Hans Jonas - Principe responsabilitéJonas, pour défendre sa conception téléologique du vivant, prend pour fondement la théorie Darwinienne de l’évolution, dans le sens où c’est à partir d’acquis du Darwinisme qu’il élabore une philosophie de la biologie. Nous avons soulevé auparavant l’apparente contradiction qu’il y a ici entre le fondement de sa réflexion et les conclusions interprétatives qu’il en tire : le problème est celui du rapport entre mécanisme et finalisme. Est-il vrai que l’instauration du premier dans l’explication du vivant proscrit désormais tout usage de la téléologie pour saisir ce qu’est la vie ? En introduisant le concept de « sélection naturelle » pour l’explication du vivant et de sa diversité, Darwin semble en tout cas rendre inutile l’usage de causes finales.

Emmanuel KANT

Darwin, avec sa conception de l’évolution, est le « Newton du brin d’herbe » dont Kant pensait qu’il n’adviendrait jamais, et qu’il était même absurde de vouloir qu’il advienne : « Il est, en effet, bien certain, que nous ne pouvons même pas connaître suffisamment les êtres organisés et leur possibilité interne d’après de simples principes mécaniques de la nature, encore bien moins nous les expliquer ; et cela est si certain, que l’on peut dire hardiment qu’il est absurde pour les hommes de former un tel dessein ou d’espérer, qu’il surgira un jour quelque Newton, qui pourrait faire comprendre ne serait-ce que la production d’un brin d’herbe d’après des lois naturelles qu’aucune intention n’a ordonnées ; il faut au contraire absolument refuser ce savoir aux hommes. » (Emmanuel KANT, Critique de la faculté de juger, §75, trad. fr. A. Philonenko, Paris, Vrin, 1993.). Selon Kant, il est donc nécessaire de supposer que derrière l’organisation, individuelle et générale, du vivant se tient une téléologie, notamment du fait que nous ne pouvons pas la considérer comme conforme à une loi sans cette supposition.

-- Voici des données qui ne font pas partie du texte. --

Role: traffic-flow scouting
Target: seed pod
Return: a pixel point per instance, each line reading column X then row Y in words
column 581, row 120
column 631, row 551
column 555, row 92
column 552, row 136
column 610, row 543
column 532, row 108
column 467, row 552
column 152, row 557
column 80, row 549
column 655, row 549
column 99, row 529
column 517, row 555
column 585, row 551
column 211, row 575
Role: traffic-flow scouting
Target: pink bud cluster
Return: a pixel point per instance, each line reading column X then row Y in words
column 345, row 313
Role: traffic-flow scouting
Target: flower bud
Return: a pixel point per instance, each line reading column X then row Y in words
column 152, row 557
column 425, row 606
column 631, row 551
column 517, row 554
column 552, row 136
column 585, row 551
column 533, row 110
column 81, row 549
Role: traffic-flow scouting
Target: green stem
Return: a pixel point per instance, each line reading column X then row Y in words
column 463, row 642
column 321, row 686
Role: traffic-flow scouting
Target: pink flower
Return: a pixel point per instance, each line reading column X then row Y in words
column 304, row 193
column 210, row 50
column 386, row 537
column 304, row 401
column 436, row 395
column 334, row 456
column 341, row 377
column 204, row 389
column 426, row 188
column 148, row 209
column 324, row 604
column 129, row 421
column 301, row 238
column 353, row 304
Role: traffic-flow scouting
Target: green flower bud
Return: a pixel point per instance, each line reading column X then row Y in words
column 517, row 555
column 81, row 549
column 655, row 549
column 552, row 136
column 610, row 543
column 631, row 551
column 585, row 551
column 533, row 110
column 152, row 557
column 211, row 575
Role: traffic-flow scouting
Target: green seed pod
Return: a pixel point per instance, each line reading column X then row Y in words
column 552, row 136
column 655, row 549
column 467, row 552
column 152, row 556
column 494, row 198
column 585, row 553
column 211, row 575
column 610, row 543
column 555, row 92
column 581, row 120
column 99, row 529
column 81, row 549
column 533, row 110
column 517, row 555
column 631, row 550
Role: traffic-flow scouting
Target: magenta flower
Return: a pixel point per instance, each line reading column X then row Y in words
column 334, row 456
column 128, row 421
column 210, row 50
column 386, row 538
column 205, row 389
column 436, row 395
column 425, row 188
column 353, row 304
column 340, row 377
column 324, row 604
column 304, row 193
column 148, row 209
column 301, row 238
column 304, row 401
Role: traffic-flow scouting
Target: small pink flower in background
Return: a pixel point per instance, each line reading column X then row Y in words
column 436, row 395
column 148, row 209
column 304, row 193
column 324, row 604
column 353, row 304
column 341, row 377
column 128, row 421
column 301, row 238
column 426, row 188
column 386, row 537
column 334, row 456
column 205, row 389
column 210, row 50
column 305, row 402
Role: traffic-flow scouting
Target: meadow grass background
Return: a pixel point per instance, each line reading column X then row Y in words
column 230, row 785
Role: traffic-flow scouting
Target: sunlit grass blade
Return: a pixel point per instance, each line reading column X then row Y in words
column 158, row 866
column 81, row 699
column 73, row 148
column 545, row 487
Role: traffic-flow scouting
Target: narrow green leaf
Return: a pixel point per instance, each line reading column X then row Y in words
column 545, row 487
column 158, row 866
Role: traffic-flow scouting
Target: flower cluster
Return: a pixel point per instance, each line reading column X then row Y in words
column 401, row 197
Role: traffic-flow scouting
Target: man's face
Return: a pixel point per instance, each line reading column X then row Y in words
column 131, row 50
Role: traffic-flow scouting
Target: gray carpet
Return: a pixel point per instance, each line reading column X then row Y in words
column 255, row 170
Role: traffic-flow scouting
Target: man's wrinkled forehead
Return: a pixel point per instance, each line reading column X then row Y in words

Selon lui, l’explication mécaniste se borne à la nature inorganique. Pour le vivant, au contraire, l’homme doit nécessairement postuler des fins objectives à l’ œuvre dans la nature. Ces fins sont d’abord la reproduction d’une forme par l’organisme : dans le fait qu’un arbre est issu d’un arbre et reproduit un arbre, une finalité est à l’ œuvre. de plus, chaque être se constitue individuellement. Ainsi, un arbre s’organise selon des lois que les seules lois de la matière ne peuvent permettre d’expliquer. Certes l’organique est composé de matière brute, mais cette génération de l’organique ne saurait être traduite par des lois telles que celles de la physique newtonienne. Enfin, seule la finalité peut rendre compte du phénomène de reconstitution de l’organique, de cette « auto-défense de la nature chez ces créatures à l’occasion d’une lésion, où le manque d’une partie, nécessaire à la conservation des parties voisines, est compensée par les autres parties » (idem, §64, p.293-294.). La reproduction de sa forme (celle de l’espèce), son organisation individuelle et la conservation de sa forme (le fait qu’un organisme, dans certaines limites, est capable de reconstruire une partie mutilée) montre qu’une finalité objective interne est à l’ œuvre dans un corps vivant. Cette finalité interne se distingue de celle externe, qui peut être appelée « utilité », « convenance ». Celle-ci, au contraire de la première, n’est que relative : elle concerne la co-adaptation et le fait que le monde est étonnamment bien organisé, comme si l’herbe avait été prévue pour la vache.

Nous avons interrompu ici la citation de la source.